Case Study 1 — Redis Where It Belongs: Cache, Not Replacement

NoSQL done right is usually NoSQL used alongside a relational database for the specific thing it's great at. A team added Redis as a caching layer in front of PostgreSQL — solving a read-load problem without abandoning the relational core that held their actual data.

Background

An e-commerce site's product pages were read enormously — millions of views per hour, far more reads than writes. Each page render hit PostgreSQL for the product, its category, its current price, and a few computed bits. PostgreSQL handled it, but at peak the read load was straining the database, and page latency crept up. Someone suggested "move products to MongoDB for scale."

The team paused and asked the right question (Chapter 37's framework, informally): what's actually the problem? It wasn't the data model — products are relational (categories, suppliers, orders reference them), and they relied on transactions and joins. It was read volume on hot, slowly-changing data. That's not a "switch databases" problem; it's a caching problem.

The right tool: Redis as a cache

They added Redis — a key-value store — as a cache in front of PostgreSQL, not a replacement for it:

   request → check Redis for "product:1234"
              ├─ hit  → return cached JSON (sub-millisecond, no DB hit)
              └─ miss → query PostgreSQL, store result in Redis (with a TTL), return it
def get_product(pid):
    cached = redis.get(f"product:{pid}")
    if cached:
        return json.loads(cached)                 # fast path: served from Redis
    product = db_fetch_product(pid)               # slow path: PostgreSQL (source of truth)
    redis.set(f"product:{pid}", json.dumps(product), ex=300)   # cache for 5 minutes
    return product

PostgreSQL remained the source of truth — all writes go there, with full integrity, transactions, and joins. Redis served the hot reads from memory at sub-millisecond speed, absorbing the bulk of the traffic. On a product update, the app invalidated (deleted) that product's cache key so the next read refreshed it. (Slight staleness within the TTL was acceptable for a product page — a deliberate trade, Chapter 15/20.)

The result: PostgreSQL's read load dropped dramatically (most reads never reached it), page latency fell, and the relational core — products, orders, integrity — was untouched. They scaled reads without sacrificing anything the relational model gave them.

The analysis

  1. Diagnose the actual problem before switching databases. The instinct was "move to NoSQL for scale," but the problem was read volume, not the data model. The data was, and should stay, relational. The right fix targeted the actual bottleneck (reads on hot data) with the right tool (a cache).

  2. Redis is a complement, not a replacement. Key-value stores excel at "fetch X by key, fast" — caching, sessions, rate limits, queues. They are not general databases (no joins, no rich queries).

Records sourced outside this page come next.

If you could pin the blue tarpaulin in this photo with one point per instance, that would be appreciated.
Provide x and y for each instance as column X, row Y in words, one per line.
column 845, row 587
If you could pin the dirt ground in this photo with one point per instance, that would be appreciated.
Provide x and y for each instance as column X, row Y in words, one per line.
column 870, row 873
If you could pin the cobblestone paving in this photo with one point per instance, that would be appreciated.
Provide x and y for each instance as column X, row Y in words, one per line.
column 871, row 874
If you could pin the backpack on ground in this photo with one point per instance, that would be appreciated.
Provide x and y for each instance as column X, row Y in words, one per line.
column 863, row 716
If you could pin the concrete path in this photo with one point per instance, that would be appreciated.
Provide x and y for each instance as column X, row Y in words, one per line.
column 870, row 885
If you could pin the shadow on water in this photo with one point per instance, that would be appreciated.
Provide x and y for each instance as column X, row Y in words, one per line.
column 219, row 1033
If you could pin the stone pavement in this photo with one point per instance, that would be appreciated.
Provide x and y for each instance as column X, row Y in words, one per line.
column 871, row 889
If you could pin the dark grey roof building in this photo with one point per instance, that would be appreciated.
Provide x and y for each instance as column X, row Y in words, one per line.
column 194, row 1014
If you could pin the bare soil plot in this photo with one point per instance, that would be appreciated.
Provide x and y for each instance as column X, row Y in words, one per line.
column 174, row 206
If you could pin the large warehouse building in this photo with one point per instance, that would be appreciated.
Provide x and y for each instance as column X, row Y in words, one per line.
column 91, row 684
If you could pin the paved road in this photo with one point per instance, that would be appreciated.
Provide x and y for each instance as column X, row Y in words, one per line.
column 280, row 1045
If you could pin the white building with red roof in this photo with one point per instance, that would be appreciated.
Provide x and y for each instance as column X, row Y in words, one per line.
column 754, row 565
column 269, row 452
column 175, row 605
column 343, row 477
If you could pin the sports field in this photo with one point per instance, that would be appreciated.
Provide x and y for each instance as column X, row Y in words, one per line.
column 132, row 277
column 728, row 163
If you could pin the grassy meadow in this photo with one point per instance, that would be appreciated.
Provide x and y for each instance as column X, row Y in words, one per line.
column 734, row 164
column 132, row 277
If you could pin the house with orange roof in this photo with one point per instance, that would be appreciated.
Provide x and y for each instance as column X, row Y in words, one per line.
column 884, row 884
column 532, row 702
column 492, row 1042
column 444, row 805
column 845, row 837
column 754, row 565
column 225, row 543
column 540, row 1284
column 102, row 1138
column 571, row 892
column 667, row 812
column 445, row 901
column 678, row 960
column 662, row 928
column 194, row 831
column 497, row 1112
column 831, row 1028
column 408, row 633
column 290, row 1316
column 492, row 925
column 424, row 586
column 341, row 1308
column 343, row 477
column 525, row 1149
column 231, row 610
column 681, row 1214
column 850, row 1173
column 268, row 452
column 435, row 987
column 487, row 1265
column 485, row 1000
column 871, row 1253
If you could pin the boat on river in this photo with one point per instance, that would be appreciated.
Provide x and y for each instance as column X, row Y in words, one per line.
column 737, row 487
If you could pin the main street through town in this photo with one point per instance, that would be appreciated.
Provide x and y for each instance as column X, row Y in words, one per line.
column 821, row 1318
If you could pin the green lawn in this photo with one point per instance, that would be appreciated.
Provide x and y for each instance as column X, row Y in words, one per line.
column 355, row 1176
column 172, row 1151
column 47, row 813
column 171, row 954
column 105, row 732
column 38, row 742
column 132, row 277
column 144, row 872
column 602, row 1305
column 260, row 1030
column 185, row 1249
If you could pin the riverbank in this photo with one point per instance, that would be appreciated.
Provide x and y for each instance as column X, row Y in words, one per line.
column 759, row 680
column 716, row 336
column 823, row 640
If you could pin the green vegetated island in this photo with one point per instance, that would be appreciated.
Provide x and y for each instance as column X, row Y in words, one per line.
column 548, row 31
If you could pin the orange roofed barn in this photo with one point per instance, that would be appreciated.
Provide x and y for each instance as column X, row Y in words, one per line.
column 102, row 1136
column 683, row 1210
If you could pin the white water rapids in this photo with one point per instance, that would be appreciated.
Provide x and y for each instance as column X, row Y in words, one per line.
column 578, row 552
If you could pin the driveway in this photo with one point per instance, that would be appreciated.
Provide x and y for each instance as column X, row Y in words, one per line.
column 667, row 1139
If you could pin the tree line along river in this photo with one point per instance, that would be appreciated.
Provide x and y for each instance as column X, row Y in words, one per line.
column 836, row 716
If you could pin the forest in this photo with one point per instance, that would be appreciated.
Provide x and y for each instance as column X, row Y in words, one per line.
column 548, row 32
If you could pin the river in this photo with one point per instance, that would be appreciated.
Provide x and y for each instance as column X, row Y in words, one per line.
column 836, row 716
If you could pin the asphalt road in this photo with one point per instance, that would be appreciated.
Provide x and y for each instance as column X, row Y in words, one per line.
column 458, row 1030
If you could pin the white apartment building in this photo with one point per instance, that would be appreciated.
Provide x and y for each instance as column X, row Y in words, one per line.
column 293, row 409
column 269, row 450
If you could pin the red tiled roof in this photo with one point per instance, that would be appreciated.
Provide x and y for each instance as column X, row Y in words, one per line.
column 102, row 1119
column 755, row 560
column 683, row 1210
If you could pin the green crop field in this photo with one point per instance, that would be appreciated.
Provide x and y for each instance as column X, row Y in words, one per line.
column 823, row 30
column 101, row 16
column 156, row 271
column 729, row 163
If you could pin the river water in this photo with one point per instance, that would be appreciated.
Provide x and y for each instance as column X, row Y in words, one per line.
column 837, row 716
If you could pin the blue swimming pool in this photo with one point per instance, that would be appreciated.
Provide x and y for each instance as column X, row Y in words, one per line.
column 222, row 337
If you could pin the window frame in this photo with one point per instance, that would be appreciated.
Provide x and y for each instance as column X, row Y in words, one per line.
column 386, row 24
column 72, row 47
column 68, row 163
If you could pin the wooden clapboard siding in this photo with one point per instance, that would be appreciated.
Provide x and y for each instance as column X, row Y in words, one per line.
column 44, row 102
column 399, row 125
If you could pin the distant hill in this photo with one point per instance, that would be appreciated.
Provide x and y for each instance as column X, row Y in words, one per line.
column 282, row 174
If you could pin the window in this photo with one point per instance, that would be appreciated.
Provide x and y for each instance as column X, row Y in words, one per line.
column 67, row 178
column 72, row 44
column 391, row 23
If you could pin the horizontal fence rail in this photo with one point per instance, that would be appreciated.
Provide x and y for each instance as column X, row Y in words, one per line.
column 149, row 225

Used in front of a relational database, Redis is one of the most effective scaling tools there is; used instead of one, it's the wrong tool for relational data.

  3. Keep a single source of truth. PostgreSQL stayed authoritative; Redis was a derived, disposable copy with a TTL. If Redis vanished, no data was lost — just a temporary performance dip. That separation (durable source of truth + fast disposable cache) is the safe caching architecture.

  4. Caching is a deliberate staleness trade (Chapters 15, 20). A 5-minute TTL means product data can be up to 5 minutes stale — fine for a product page, with cache invalidation on write to keep it fresh. As always, the staleness must be a conscious, acceptable choice.

  5. Polyglot, but minimal. They added one specialized system for one clear need (read caching), keeping the architecture simple. That's healthy polyglot persistence — each tool for what it's genuinely best at — versus sprawl that adds operational cost without clear benefit.

Discussion questions

  1. Why was "move products to MongoDB" the wrong diagnosis? What was the real problem?
  2. Why is Redis a complement to PostgreSQL here rather than a replacement?
  3. What makes "PostgreSQL = source of truth, Redis = disposable cache" a safe architecture?
  4. What staleness trade did the TTL introduce, and why was it acceptable?
  5. ⭐ How would you handle cache invalidation when a product's price changes, to avoid showing a stale price for up to the TTL?